Luckily there is lockdep to help you find the ones that need converting
to raw_call_rcu() :-)

> > > Clearly the simplest solution but not Pauls favourite and
> > > unfortunately he has a good reason.
> >
> > Which isn't actually stated anywhere I suppose ?
>
> Several times, but why not one more? ;-)
>
> In CONFIG_PREEMPT_NONE=y kernels, which are heavily used, and for which
> the proposed kfree_rcu() and later call_rcu() optimizations are quite
> important, there is no way to tell at runtime whether or you are in
> atomic raw context.

CONFIG_PREEMPT_NONE has nothing what so ever to do with any of this.

> > > > 2. Adding a GFP_ flag.
> > >
> > > Michal does not like the restriction for !RT kernels and tries to
> > > avoid the introduction of a new allocation mode.
> >
> > Like above, I tend to be with Michal on this, just wrap the actual
> > allocation in CONFIG_PREEMPT_RT, the code needs to handle a NULL pointer
> > there anyway.
>
> That disables the optimization in the CONFIG_PREEMPT_NONE=y case,
> where it really is needed.

No, it disables it for CONFIG_PREEMPT_RT.

> I would be OK with either. In CONFIG_PREEMPT_NONE=n kernels, the
> kfree_rcu() code could use preemptible() to determine whether it was safe
> to invoke the allocator.
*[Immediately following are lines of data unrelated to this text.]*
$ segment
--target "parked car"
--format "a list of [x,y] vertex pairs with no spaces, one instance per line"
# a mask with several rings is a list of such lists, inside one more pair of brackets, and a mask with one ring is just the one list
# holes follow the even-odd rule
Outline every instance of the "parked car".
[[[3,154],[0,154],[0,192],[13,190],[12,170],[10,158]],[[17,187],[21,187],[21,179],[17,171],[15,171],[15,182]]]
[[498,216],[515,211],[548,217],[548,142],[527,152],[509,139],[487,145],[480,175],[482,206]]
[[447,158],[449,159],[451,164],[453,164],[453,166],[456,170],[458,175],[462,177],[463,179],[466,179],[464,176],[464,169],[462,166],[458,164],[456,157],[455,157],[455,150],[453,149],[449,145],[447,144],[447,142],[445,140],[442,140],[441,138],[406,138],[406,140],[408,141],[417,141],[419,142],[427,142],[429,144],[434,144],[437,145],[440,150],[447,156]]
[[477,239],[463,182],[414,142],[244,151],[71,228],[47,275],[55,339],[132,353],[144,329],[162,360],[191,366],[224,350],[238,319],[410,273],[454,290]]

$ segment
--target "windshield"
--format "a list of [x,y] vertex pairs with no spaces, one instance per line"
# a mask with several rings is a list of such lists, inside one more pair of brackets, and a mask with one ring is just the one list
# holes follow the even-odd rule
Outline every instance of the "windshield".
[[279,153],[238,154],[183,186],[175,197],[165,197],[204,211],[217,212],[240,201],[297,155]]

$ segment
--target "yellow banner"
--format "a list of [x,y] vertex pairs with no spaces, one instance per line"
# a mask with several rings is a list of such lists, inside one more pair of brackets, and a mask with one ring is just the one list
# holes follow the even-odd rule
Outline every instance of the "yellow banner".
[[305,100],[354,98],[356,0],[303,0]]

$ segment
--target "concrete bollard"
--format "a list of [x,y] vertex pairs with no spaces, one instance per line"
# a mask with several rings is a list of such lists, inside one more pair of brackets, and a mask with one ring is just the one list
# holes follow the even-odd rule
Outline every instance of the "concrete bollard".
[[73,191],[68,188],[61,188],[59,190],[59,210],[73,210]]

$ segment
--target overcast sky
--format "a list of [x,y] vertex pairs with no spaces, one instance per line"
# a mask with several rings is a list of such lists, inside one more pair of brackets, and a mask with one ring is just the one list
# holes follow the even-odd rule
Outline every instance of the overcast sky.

The code in kfree_rcu() might look like this:
>
> mem = NULL;
> if (IS_ENABLED(CONFIG_PREEMPT_NONE) || preemptible())
> mem = __get_free_page(...);
>
> Is your point is that the usual mistakes would then be caught by the
> usual testing on CONFIG_PREEMPT_NONE=n kernels?

mem = NULL;
#if !defined(CONFIG_PREEMPT_RT) && !defined(CONFIG_PROVE_LOCKING)
mem = __get_free_page(...)
#endif
if (!mem)

But I _really_ would much rather have raw_kfree_rcu() and raw_call_rcu()
variants for the few places that actually need it.

> > > These are not seperate of each other as #3 requires #4. The most
> > > horrible solution IMO from a technical POV as it proliferates
> > > inconsistency for no good reaosn.
> > >
> > > Aside of that it'd be solving a problem which does not exist simply
> > > because kfree_rcu() does not depend on it and we really don't want to
> > > set precedence and encourage the (ab)use of this in any way.
> >
> > My preferred solution is 1, if you want to use an allocator, you simply
> > don't get to play under raw_spinlock_t. And from a quick grep, most
> > kfree_rcu() users are not under raw_spinlock_t context.
>
> There is at least one on its way in, but more to the point, we will
> need to apply this same optimization to call_rcu(), which is used in

There is no need, call_rcu() works perfectly fine today, thank you.
You might want to, but that's an entirely different thing.

> raw atomic context, including from hardirq handlers.

Threaded IRQs. There really is very little code that is 'raw' on RT.